EP 23
村の喧騒から隔絶された、真守のマイホーム。
遮音性の高いペアガラスと断熱材のおかげで、外の槌音は嘘のように聞こえない。
リビングでは、いつもの四人が深刻な顔(ただしテーブルには高級なお茶菓子)で話し合っていた。
「騎士団に、冒険者ギルドに、ゴルド商会ねぇ……。役者が揃いすぎだろ」
真守はソファに深く沈み込み、天井を見上げた。
ただの村おこしを手伝うつもりだったが、事態は国家レベルの利権争いに発展しつつある。
デュラスが低い声で、紫煙を吐き出しながら告げた。
「マモル。忠告だ。……これから、お前は表立って動くな」
いつもは競馬新聞を読んでいるだけの昼行灯のような男だが、今の彼は冷徹なワイズ皇国の公爵の顔をしていた。

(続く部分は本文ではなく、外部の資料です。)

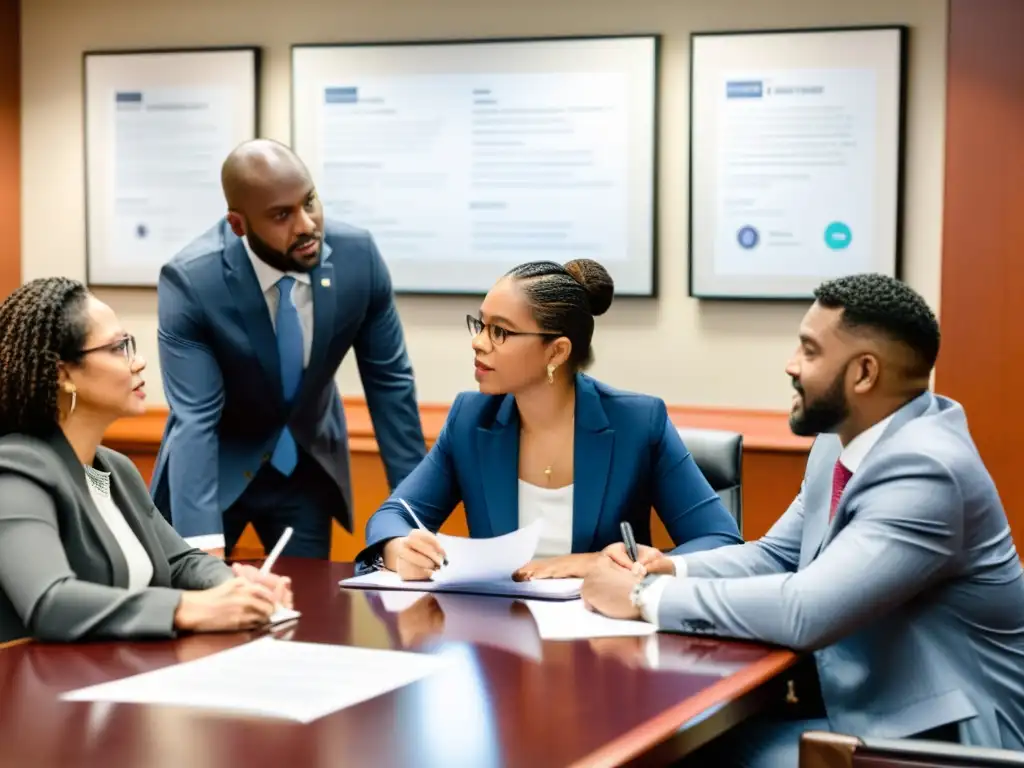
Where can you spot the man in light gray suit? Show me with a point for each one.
(895, 563)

「何故ですの? マモル様が指揮を執ったほうが、村の復興は早いですわ」
「ん~? 私もマモルがリーダーの方が安心だけどなぁ」
エルミナとフィリアが不思議そうにするが、デュラスは首を横に振った。
「マモルの力は異質すぎる。はっきり言って、このままだとマモルは帝国に拘束されるか、周りを固められて一生飼い殺しの軟禁生活だぞ」
「そ、そんな……まさか」
フィリアが息を呑む。
デュラスはモノクルを指で押し上げた。
「マモル、お前の『ユニークスキル』……一瞬で家を建て、食料を出し、未知の技術(バイクや家電)を生み出す力。これは一部の英雄や勇者が持っている希少な物と同等、いや、戦略的価値で言えばそれ以上だ」
デュラスは卓上のコーヒーカップを指差した。
「国というものは、利用価値の高い駒を野放しにするほど善人ではない。独占し、骨の髄までしゃぶり尽くそうとするのが権力者というものだ」
「そうだな~……。俺の力を知ってるのは、ここにいる俺達四人と、ガンツさん、村長、あとは一部の村人くらいか」
真守は冷静に現状を分析する。
村人たちは真守に恩義があるため口は堅いが、外部の人間――特にあのレオパルドのような男や、目ざといユリアンにバレれば、ただでは済まない。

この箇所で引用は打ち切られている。